Git Enchantment

History repeats itself, first as tragedy, second as farce.

Karl Marx

Several days ago, a few coworkers and I happened upon a perplexing problem. It can be stated as follows: "Given two Git repositories source and target, while preserving revision history, move the contents of a subdirectory a located in source to a subdirectory b located in target."

We ended up simply executing a mv to transfer the contents of a into b which, of course, purged all revision history. Out of curiousity, I researched if there was a lossless way to do what we wanted.

The solution was the Git subcommand filter-branch. This tool allows you to alter revision history by iterating over revisions and applying something called filters. A filter is an option provided to filter-branch which produces a side-effect on all revisions for a given repository branch.

Consider the command git filter-branch --subdirectory-filter foo. This steps through all revisions and sets the subdirectory foo as the new root of the Git repository.

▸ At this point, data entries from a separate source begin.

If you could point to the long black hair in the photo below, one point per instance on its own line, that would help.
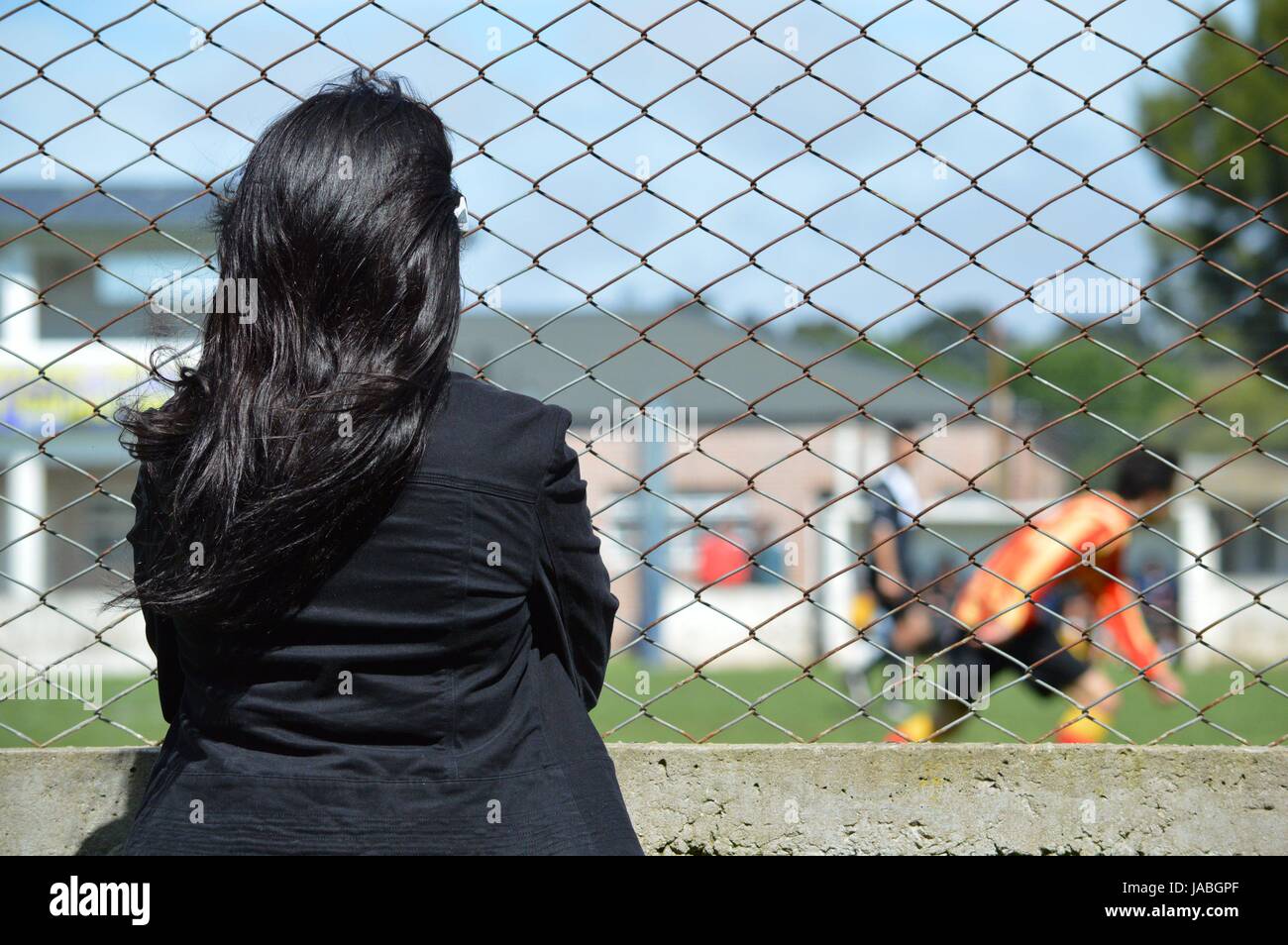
(290, 438)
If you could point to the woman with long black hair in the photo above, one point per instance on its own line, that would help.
(372, 583)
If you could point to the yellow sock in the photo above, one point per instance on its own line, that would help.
(1083, 730)
(917, 727)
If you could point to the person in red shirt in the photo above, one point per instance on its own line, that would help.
(1082, 541)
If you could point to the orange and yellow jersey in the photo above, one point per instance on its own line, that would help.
(1057, 546)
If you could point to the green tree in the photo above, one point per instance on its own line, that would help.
(1220, 132)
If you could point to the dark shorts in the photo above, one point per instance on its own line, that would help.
(1037, 647)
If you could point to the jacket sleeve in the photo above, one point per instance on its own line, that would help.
(159, 628)
(574, 574)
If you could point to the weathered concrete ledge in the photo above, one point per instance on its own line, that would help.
(806, 798)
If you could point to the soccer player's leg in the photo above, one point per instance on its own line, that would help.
(1054, 667)
(966, 664)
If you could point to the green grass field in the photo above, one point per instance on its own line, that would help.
(702, 711)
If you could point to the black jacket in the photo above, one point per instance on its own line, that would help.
(432, 696)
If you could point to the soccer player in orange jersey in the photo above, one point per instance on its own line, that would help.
(1083, 540)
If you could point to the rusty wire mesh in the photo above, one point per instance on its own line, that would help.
(793, 235)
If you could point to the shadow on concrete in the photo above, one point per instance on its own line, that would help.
(108, 838)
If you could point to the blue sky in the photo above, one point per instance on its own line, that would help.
(500, 146)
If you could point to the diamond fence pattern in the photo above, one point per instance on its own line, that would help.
(1026, 239)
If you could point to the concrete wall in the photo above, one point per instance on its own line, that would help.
(806, 798)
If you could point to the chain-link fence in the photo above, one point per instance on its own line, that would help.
(861, 309)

For us, the subdirectory-filter option wasn't going to cut it. Instead we used an option which rewrites a revision by evaluating a user specified shell script, called --tree-filter.

Let's step through an example of utilizing --tree-filter to solve the problem we defined above. For our purposes, we assume the following:

  1. source and target are Git repositories in the same parent directory.
  2. source is on the master branch.

We begin by changing into source.

$ cd source

Next we run the filter-branch subcommand.

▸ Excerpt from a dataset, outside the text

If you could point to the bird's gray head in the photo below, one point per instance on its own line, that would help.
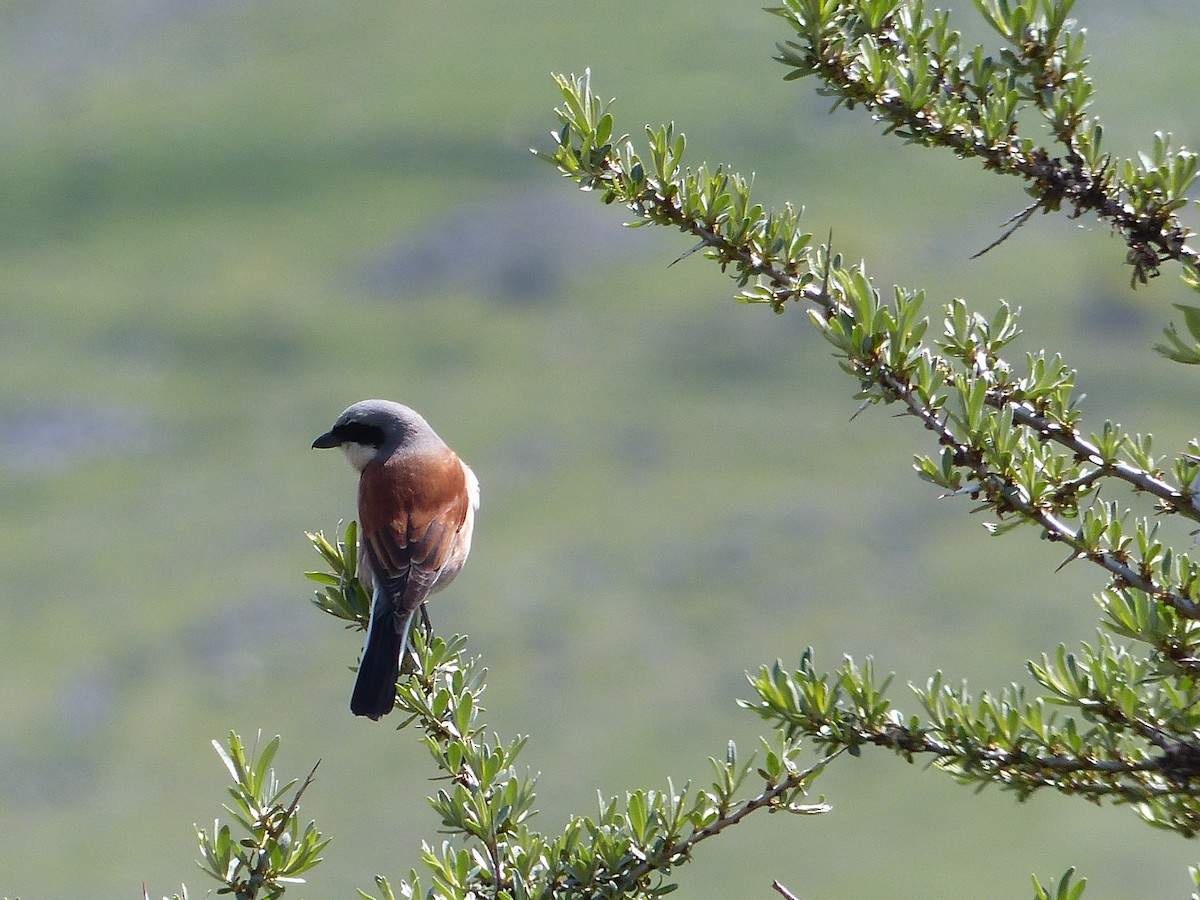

$ git filter-branch --tree-filter 'find . ! -name a -type d ! -name . -type d ! -name .. -type d -maxdepth 1 | xargs rm -rf; test -d a && mv a b || echo "Nothing to do"' --prune-empty HEAD 

Take a deep breath. Let's break apart this command so we can better digest it.

  • find . ! -name a -type d ! -name . -type d ! -name .. -type d -maxdepth 1 | xargs rm -rf;: Remove all files and directories except ., .., and a.
  • test -d a && mv a b || echo "Nothing to do": If the directory a exists move a to b. This prevents filter-branch from failing in the case of commits that don't contain the directory a.
  • --prune-empty: Ignore empty commits generated by filter-branch. In our case, this would be any commits that did not contain the directory a.

For other useful options refer to the appendix.

Now we change into the target Git repository:

$ cd ../target

We then add ../source as a new remote called source, fetch from this new remote, and merge in source/master.

$ git remote add source ../source
$ git fetch source
$ get merge source/master

There you have it. We have successfully migrated the contents of a subdirectory from one Git repository to a subdirectory in another Git repository. All the while, our revision history has remained intact.


Speeding up filter-branch

If you're dealing with a repository that has a large revision history a significant speed-up can be seen by using the -d option. This redirects the temporary directory used by filter-branch to what is specfied by the user. For example, on many Unix systems you can use -d tmpfs.